On a osé Joséphine : Adèle Charvet chante Joséphine Baker
Rares sont les concerts allant au bout d’une promesse à vouloir rendre hommage à une personnalité dont les activités dépassent le champ de la musique. Produit par le Théâtre des Champs-Élysées et réunissant la mezzo-soprano Adèle Charvet, le chef d’orchestre David Reiland et l’Orchestre de Picardie, le concert dédié à Joséphine Baker tient-il ses promesses ?
En deux parties contrastantes (acoustique/amplifiée, classique/music-hall), la soirée s’est articulée autour du talent d’Adèle Charvet, très incarnée et naturelle aussi bien dans la chanson que dans la nouvelle pièce de Caroline Marçot, Chalk Line – from Clotilda to Joséphine, qui explore le timbre alto, boisé et ample, de la chanteuse mezzo-soprano.
Commandé par Consortium créatif (réunissant cinq orchestres français qui s’unissent pour favoriser la création et partager ainsi les coûts de la production), la nouvelle pièce de Caroline Marçot s’attaque à un projet audacieux – mettre en musique le discours de Joséphine Baker, prononcé au Lincoln Memorial de Washington le 28 août 1963 lors de la marche pour l’emploi et la liberté des Noirs américains. Au-delà des styles jazz et blues, traités dans une écriture très concise pour un orchestre mozartien, ce sont des mots, et non un univers psychologique de Joséphine Baker, qui sont saisis musicalement.
À l’écoute et à la vue (car une projection vidéo accompagne la musique avec des images de paysages, de manifestants dans les rues, du visage d’Adèle Charvet et des bribes du texte chanté : Freedom, Hope, etc.), l’expérience est hypnotisante jusqu’au moment où l’on s’installe confortablement dans un univers sonore entre gospel et prédication.
Rempli de références textuelles et musicales (Nina Simone, Daisy Bates, Mahalia Jackson, Lena Horne, cake-walk, chanson de travail Old Alabama), c’est moins la voix de la compositrice que celle d’une assembleuse de différents éléments qui transparaît à travers cette pièce qui sonne déjà un peu familière. En effet, Chalk Line semble rejoindre ces œuvres qui, par leur actualité brûlante, manquent leur rencontre avec le monde contemporain, déjà plus contemporain que celui d’hier. Certaines notions textuelles ne sont-elles pas déjà remises en question dans ces mêmes États-Unis qu’évoque l’œuvre ?

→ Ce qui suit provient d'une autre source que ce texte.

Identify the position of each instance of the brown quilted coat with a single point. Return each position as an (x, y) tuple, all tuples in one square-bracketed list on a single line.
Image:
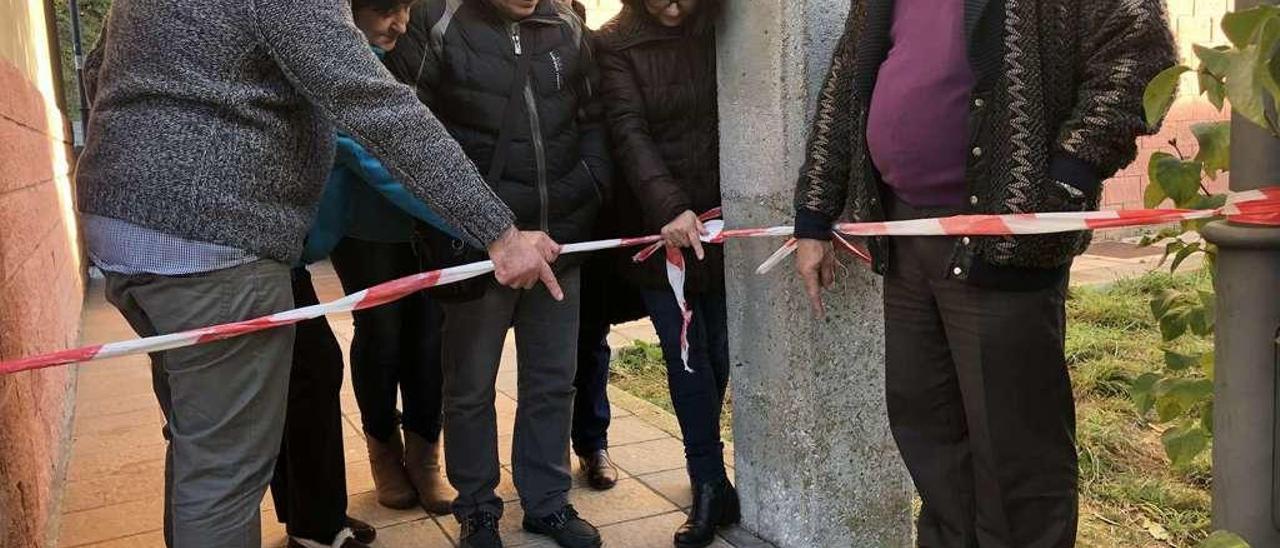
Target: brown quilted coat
[(659, 92)]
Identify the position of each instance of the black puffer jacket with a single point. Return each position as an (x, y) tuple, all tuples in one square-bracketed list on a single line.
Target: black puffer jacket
[(462, 59), (659, 90)]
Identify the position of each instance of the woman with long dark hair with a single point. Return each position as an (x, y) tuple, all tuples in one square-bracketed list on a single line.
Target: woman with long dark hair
[(658, 80)]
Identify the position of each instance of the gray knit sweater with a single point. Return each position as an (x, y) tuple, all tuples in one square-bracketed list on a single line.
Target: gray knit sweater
[(214, 120)]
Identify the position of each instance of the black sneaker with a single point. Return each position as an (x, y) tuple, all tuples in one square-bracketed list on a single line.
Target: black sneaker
[(361, 530), (565, 528), (480, 530)]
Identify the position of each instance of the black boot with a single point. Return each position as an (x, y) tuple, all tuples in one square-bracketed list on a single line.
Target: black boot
[(714, 506), (566, 528)]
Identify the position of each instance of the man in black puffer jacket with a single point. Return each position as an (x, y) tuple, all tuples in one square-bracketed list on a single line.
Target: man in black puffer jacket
[(511, 80)]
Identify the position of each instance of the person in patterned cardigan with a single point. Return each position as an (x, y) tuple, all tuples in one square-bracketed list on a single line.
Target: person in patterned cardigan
[(933, 109)]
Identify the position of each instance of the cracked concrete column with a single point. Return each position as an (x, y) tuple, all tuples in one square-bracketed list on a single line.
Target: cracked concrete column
[(816, 464)]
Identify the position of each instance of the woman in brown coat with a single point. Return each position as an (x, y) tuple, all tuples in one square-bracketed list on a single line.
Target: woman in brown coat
[(658, 77)]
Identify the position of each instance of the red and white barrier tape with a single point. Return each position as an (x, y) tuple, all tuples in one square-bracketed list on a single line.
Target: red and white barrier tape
[(1261, 208)]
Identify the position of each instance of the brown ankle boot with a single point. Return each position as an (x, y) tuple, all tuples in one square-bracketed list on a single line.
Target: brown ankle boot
[(423, 464), (391, 482)]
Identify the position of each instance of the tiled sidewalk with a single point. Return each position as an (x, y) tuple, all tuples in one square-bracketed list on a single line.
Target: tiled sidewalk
[(114, 485)]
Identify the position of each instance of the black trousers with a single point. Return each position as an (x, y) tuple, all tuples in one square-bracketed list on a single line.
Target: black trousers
[(396, 347), (592, 414), (309, 485), (979, 402)]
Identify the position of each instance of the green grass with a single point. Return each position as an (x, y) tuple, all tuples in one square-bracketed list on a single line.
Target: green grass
[(1129, 494), (640, 370)]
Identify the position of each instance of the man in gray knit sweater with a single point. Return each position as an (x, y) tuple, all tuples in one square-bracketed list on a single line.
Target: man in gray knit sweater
[(209, 141)]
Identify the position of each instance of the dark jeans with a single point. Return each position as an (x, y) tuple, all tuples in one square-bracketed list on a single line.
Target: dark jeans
[(979, 402), (396, 346), (592, 414), (545, 361), (698, 396), (310, 482)]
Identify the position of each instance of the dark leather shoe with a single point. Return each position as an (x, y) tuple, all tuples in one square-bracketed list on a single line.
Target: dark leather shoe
[(600, 471), (361, 530), (341, 542), (714, 506), (566, 528), (480, 530)]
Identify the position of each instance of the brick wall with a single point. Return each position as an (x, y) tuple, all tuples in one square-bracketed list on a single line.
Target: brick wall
[(40, 277), (1193, 22)]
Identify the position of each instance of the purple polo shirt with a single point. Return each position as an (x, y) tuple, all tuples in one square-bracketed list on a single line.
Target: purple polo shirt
[(918, 127)]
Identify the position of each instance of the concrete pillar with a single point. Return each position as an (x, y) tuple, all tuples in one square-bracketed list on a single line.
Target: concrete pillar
[(816, 462), (1247, 345)]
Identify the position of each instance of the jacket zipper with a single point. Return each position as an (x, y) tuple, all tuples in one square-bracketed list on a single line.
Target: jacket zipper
[(535, 127)]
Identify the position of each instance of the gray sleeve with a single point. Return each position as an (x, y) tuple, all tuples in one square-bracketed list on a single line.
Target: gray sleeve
[(324, 55)]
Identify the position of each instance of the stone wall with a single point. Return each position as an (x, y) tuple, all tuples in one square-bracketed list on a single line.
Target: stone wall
[(40, 275), (1193, 22)]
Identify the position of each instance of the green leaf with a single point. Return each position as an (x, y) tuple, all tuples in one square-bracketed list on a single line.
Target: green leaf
[(1161, 92), (1175, 397), (1215, 146), (1170, 250), (1214, 60), (1153, 196), (1267, 37), (1176, 361), (1215, 201), (1184, 443), (1214, 90), (1207, 418), (1246, 86), (1179, 179), (1201, 320), (1242, 26), (1184, 254), (1224, 539), (1207, 298), (1142, 391)]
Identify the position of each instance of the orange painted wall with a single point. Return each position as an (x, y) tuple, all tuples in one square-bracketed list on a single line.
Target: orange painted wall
[(1193, 22), (40, 277)]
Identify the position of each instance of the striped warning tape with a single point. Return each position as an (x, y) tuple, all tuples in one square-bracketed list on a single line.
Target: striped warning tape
[(1261, 208)]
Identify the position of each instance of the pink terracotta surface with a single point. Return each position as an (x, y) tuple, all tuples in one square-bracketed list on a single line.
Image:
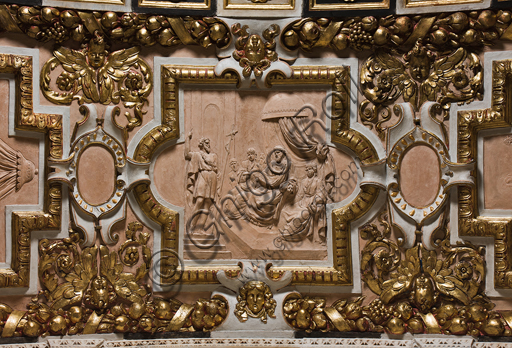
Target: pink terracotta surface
[(497, 175), (96, 175), (215, 114), (420, 176)]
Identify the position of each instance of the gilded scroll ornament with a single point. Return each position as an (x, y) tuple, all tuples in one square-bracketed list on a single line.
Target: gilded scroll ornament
[(80, 296), (253, 54), (420, 75), (93, 75), (420, 291)]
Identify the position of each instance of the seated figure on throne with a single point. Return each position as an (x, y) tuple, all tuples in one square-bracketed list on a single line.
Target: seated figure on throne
[(260, 195)]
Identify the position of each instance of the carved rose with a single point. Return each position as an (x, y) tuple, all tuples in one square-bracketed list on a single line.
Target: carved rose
[(460, 79), (131, 256), (383, 261), (65, 81), (133, 81), (464, 271), (384, 82), (64, 263)]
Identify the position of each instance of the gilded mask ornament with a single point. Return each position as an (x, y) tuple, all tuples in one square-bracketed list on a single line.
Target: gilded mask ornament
[(251, 52), (95, 75), (255, 300)]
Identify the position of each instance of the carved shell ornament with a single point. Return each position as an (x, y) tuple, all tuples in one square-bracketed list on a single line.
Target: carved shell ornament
[(15, 170)]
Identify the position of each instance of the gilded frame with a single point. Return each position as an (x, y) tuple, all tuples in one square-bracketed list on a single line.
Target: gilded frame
[(469, 123), (23, 223), (340, 273)]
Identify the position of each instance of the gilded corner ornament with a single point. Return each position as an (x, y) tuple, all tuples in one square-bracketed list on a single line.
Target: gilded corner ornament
[(94, 75), (81, 296)]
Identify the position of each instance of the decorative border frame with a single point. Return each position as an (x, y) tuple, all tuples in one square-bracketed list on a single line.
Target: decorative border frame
[(290, 5), (25, 222), (314, 6), (469, 123), (181, 5)]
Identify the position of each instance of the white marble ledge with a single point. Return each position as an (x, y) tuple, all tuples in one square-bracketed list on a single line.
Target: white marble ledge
[(407, 341)]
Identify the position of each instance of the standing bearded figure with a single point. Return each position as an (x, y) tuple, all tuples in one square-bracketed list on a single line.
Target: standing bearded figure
[(201, 179)]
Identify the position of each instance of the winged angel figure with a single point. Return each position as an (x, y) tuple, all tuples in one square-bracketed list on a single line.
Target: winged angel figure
[(102, 78), (421, 76)]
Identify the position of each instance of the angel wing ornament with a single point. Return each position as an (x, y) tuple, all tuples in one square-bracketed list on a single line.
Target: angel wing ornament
[(93, 75)]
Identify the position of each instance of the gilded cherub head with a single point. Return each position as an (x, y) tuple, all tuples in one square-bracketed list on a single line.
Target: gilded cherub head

Chalk Line marque un énorme point et se démarque d’ores et déjà dans le contexte de la musique contemporaine française, qui se saisit rarement des sujets du genre, encore moins de la race, mais elle se tient comme un monument ne remettant pas en question sa propre histoire.
Après Le Bœuf sur le toit de Darius Milhaud, une œuvre phare des années 1920 (et qui donnera par ailleurs son nom au cabaret parisien Le Bœuf sur le toit, inauguré en 1922 et fréquenté par Joséphine Baker), huit numéros, orchestrés par Johan Farjot, ont ouvert le bal de type music-hall.
Après une orchestration inattendue, très chargée en contrepoint (mais rafraîchissante) de la Petite fleur de Sidney Bechet, les autres partis pris semblent moins convaincants, notamment dans la Moonlight Serenade de Glenn Miller (tempo très allant), J’ai deux amours de Vincent Scotto, méconnaissable dans son apparat très Moulin Rouge ou encore dans Blowin' in the Wind de Bob Dylan (avec son orchestration proche de celles d’Alan Menken).
Moins une célébration du parcours exceptionnel de Joséphine Baker (chanteuse et danseuse devenue une résistante panthéonisée) qu’une soirée hommage aux années folles, ne pourrait-on pas aller plus loin dans le mythe d’une Américaine à Paris ?
Deux autres concerts (Gala Joséphine Baker, 04/10 ; concert pour les familles dédiée à Joséphine Baker imaginé par Karol Beffa) compléteront certainement cette première proposition.